Implicazioni dello studio

Lo studio INDICARD-out ha fornito un quadro dettagliato della cardiologia ambulatoriale in Italia, evidenziando:

  • l’importanza dell’ipertensione arteriosa come principale motivo di visite e di consumo di risorse;
  • che la maggior parte dei pazienti viene seguita principalmente dal Medico di Medicina Generale, mentre il cardiologo interviene spesso solo per eseguire esami;
  • la necessità che il cardiologo riprenda un ruolo più attivo nella gestione clinica dei pazienti;
  • che gli obiettivi terapeutici raccomandati sono spesso difficili da raggiungere in una parte significativa della popolazione;
  • la conferma di un uso eccessivo di esami non appropriati, con conseguente spreco di risorse.
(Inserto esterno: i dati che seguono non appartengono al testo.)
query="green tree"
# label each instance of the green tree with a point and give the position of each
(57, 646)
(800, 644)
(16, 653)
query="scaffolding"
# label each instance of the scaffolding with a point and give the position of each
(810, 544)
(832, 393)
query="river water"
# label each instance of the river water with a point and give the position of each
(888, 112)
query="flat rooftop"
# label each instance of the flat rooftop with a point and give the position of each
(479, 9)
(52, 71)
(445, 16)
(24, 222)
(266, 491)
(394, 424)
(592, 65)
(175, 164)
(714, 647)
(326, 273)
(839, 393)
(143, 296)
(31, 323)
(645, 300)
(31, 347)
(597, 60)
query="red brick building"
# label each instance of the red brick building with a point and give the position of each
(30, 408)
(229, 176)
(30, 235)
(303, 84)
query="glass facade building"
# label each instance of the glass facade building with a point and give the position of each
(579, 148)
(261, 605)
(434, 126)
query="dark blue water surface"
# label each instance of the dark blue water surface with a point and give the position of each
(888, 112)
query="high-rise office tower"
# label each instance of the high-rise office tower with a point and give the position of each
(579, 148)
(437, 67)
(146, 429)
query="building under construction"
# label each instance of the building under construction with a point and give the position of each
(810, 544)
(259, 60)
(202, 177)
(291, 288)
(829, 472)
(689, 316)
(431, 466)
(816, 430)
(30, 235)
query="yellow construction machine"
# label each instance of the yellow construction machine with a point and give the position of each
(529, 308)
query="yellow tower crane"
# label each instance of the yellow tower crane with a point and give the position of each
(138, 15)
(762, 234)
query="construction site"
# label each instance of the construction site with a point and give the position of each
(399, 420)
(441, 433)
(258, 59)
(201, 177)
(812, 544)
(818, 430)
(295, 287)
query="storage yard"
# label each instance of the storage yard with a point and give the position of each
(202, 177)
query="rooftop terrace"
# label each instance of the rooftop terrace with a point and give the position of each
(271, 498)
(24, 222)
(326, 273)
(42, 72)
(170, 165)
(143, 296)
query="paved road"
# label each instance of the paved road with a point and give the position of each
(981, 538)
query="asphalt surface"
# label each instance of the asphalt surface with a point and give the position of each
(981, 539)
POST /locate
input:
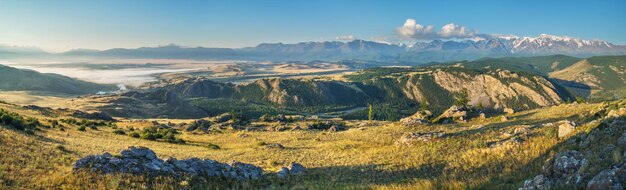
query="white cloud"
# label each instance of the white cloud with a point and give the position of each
(345, 38)
(411, 29)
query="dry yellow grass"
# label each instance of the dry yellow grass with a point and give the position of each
(352, 159)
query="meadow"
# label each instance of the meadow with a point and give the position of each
(361, 157)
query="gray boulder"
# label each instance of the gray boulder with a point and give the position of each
(143, 161)
(565, 128)
(296, 169)
(419, 118)
(412, 137)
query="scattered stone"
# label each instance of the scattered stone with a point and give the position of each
(293, 169)
(565, 128)
(609, 179)
(563, 167)
(482, 116)
(616, 113)
(454, 114)
(412, 137)
(275, 146)
(282, 172)
(296, 169)
(419, 118)
(561, 170)
(508, 111)
(621, 141)
(223, 117)
(508, 142)
(297, 127)
(143, 161)
(540, 182)
(93, 115)
(336, 128)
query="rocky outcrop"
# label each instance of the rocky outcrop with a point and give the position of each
(301, 92)
(455, 114)
(419, 118)
(562, 169)
(565, 128)
(292, 169)
(93, 115)
(411, 138)
(191, 87)
(613, 179)
(143, 161)
(495, 89)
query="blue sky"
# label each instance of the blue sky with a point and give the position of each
(69, 24)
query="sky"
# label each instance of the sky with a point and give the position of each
(61, 25)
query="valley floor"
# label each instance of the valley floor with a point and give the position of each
(360, 157)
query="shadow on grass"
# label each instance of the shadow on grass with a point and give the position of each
(361, 176)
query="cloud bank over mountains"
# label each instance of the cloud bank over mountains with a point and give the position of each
(412, 30)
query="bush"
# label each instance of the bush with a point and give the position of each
(160, 133)
(148, 136)
(213, 146)
(134, 135)
(119, 132)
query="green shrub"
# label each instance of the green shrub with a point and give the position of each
(119, 132)
(213, 146)
(134, 135)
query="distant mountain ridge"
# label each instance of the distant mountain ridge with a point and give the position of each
(420, 52)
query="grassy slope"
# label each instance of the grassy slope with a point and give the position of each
(355, 158)
(12, 79)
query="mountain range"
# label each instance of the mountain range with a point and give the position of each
(418, 52)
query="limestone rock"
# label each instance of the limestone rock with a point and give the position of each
(143, 161)
(540, 182)
(455, 114)
(296, 169)
(412, 137)
(419, 118)
(223, 117)
(275, 146)
(565, 128)
(612, 179)
(508, 111)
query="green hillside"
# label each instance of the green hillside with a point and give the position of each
(12, 79)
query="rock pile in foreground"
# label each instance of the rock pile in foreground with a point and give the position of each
(141, 160)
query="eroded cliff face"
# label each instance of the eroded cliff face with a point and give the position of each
(438, 87)
(301, 92)
(499, 89)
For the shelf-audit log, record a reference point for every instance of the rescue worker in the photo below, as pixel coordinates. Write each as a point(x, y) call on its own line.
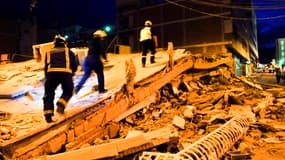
point(93, 61)
point(148, 41)
point(60, 66)
point(278, 74)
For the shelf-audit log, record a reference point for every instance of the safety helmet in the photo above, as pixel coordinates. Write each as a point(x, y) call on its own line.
point(100, 33)
point(59, 40)
point(148, 23)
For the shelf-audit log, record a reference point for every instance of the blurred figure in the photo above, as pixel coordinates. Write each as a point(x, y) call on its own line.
point(148, 41)
point(93, 61)
point(278, 74)
point(60, 66)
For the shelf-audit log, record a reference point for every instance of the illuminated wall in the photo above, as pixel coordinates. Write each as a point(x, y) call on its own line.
point(280, 52)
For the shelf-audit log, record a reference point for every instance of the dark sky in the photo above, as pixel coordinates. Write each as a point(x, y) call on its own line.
point(87, 13)
point(270, 26)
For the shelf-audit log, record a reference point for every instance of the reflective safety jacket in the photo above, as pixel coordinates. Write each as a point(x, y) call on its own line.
point(60, 59)
point(145, 34)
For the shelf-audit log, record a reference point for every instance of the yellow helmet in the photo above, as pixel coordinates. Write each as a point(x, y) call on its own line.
point(100, 33)
point(148, 23)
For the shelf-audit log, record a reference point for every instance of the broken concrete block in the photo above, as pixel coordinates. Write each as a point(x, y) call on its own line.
point(178, 122)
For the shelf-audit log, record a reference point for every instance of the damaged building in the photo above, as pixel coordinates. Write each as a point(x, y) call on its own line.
point(205, 28)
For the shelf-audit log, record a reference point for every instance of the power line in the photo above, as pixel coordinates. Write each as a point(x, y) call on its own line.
point(222, 16)
point(241, 7)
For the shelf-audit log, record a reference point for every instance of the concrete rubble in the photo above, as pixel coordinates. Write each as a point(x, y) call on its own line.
point(189, 107)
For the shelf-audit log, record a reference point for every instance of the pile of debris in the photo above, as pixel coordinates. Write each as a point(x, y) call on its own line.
point(188, 109)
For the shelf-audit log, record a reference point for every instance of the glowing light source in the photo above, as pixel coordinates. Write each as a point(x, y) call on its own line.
point(108, 28)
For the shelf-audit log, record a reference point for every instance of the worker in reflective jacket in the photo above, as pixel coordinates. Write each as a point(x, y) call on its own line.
point(148, 41)
point(60, 65)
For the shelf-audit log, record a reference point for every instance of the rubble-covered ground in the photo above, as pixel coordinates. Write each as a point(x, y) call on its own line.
point(193, 108)
point(204, 105)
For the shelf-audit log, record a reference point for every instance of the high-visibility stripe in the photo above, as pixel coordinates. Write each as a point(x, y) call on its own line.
point(62, 101)
point(59, 69)
point(48, 111)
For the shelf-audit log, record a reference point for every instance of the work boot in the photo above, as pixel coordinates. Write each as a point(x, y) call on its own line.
point(48, 118)
point(103, 91)
point(152, 59)
point(60, 108)
point(143, 61)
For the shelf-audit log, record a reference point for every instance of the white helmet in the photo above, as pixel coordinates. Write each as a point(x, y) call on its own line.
point(100, 33)
point(148, 23)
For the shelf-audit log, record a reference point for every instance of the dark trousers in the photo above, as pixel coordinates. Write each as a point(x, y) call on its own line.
point(53, 80)
point(148, 45)
point(88, 67)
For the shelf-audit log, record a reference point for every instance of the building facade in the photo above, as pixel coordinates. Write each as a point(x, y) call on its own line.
point(207, 28)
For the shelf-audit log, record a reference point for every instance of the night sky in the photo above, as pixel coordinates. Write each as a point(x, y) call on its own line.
point(270, 26)
point(97, 13)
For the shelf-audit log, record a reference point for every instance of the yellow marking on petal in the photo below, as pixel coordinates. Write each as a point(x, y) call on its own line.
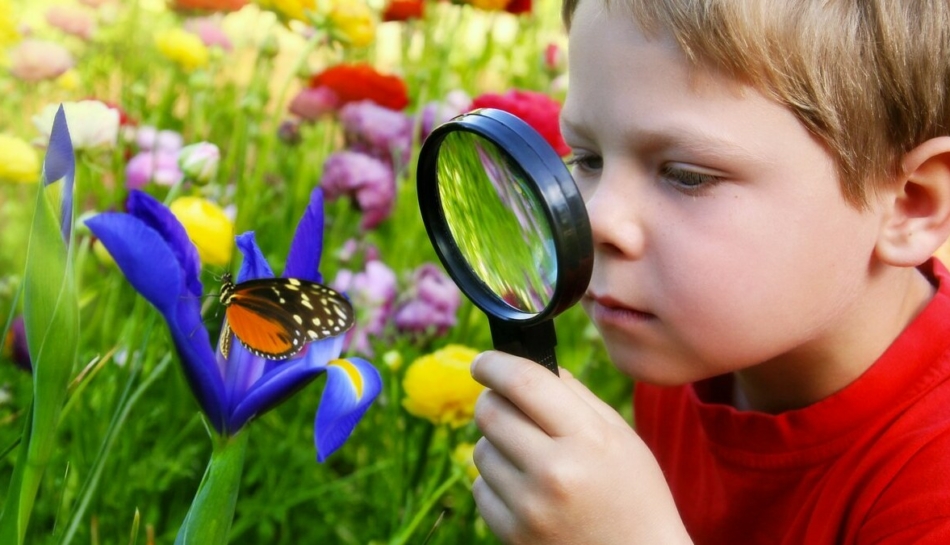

Questi risultati sottolineano l’importanza di migliorare sia la domanda che l’offerta di prestazioni cardiologiche, per garantire cure più efficaci, ridurre attese e contenere i costi.

In conclusione

Lo studio INDICARD-out ha rappresentato un passo importante per comprendere come vengono gestite le visite e gli esami cardiologici ambulatoriali in Italia. Ha mostrato che molte prestazioni non sono sempre appropriate o utili, evidenziando la necessità di un maggior coinvolgimento del cardiologo nella cura globale del paziente e di una migliore organizzazione dei percorsi assistenziali. Questi dati possono aiutare a pianificare interventi mirati per migliorare la qualità e l’efficienza dell’assistenza cardiologica.